يَا أَيُّهَا الَّذِينَ آمَنُوا لَا تَأْكُلُوا أَمْوَالَكُمْ بَيْنَكُمْ بِالْبَاطِلِ إِلَّا أَنْ تَكُونَ تِجَارَةً عَنْ تَرَاضٍ مِنْكُمْ ۚ وَلَا تَقْتُلُوا أَنْفُسَكُمْ ۚ إِنَّ اللَّهَ كَانَ بِكُمْ رَحِيمًا
Terjemahan & Tafsir Mendalam: Wahai orang-orang yang beriman, janganlah kamu saling memakan harta sesamamu dengan jalan yang batil, kecuali dalam perdagangan yang berlaku atas dasar suka sama suka (antaradin) di antara kamu. Dan janganlah kamu membunuh dirimu. Sungguh, Allah Maha Penyayang kepadamu. (QS. An-Nisa: 29). Ayat ini memberikan solusi dan alternatif atas praktik riba. Islam menawarkan konsep tijarah (perdagangan) yang berbasis pada keridaan kedua belah pihak. Prinsip antaradin bukan sekadar suka sama suka secara lahiriah, melainkan keridaan yang didasarkan pada transparansi informasi dan keadilan nilai.
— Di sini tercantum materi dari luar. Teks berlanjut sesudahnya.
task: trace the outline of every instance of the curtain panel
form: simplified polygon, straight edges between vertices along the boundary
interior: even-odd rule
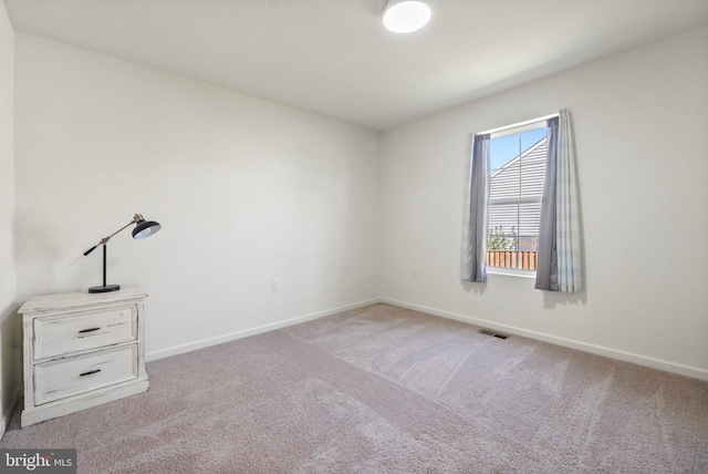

Larangan memakan harta secara batil mencakup riba, perjudian (maysir), dan ketidakpastian yang berlebihan (gharar). Sebagai gantinya, instrumen seperti Murabahah (jual beli margin), Mudharabah (bagi hasil), dan Musyarakah (kemitraan) menjadi pilar dalam ekonomi syariah untuk mewujudkan distribusi kekayaan yang merata.